L’internationalisation du capital connaît ces dernières années une accélération sans précédent agissant comme un moteur de globalisation. Cette globalisation est une épée à double tranchant. Elle présente des aspects positifs comme une conscience planétaire, une solidarité accrue (potentiellement en tous les cas), une citoyenneté mondiale, une sensibilité aux droits de l’Homme, une communication globalement accélérée. Est globalisé aussi le développement de normes internationales (droit du travail, droits de l’Homme) et même la création d’une cour pénale internationale.

Mais, inversement, la même globalisation s’avère négative, puisque liée à une inégalité croissante entre nations et entre individus au sein de chaque nation, à un colonialisme organisé par des multinationales, à une homogénéisation culturelle (américanisation), à une marchandisation de tous les aspects de la vie, y compris de l’éducation, de la santé et de la culture.

Il est difficilement concevable que l’on continue la politique actuelle de globalisation dans un chaos grandissant d’exclusion sociale, de violence, de dégradation de l’environnement, de sous-développement culturel et politique, dans une situation qui n’est pas seulement immorale mais inhumaine. Les populations contraintes de vivre dans des conditions déplorables (selon la Banque Mondiale en 2000, 24% de la population mondiale vit avec moins d’un $ par jour, 44 % en Asie du Sud et 46 % en Afrique subsaharienne), privées aujourd’hui de tout ce qu’elles savent, par l’ouverture du monde, exister ailleurs, ne resteront pas toujours sans protester.

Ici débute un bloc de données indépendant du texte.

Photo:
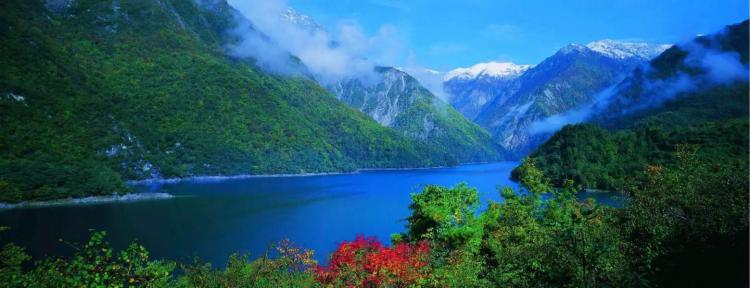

Osons l’humanisme en prenant nos distances par rapport aux idées dogmatiques, religieuses ou financières et aux idéologies présentées comme incontestables. Osons refuser des attitudes uniquement liées aux milieux politico-financiers. Osons l’autonomie intellectuelle et l’échange des idées. Osons résister aux manipulations et aux fanatismes. Osons le doute et osons donc la liberté. Osons le savoir comme modèle éthique de libération de la pensée. Osons une résistance du coeur contre les puissances financières. Osons une fraternité altruiste, une pensée solidaire. Revendiquons une société technoscientifique démocratique, qui accepte des technologies mais qui respecte les principes démocratiques ainsi que ceux de liberté, d’égalité, de fraternité et de solidarité.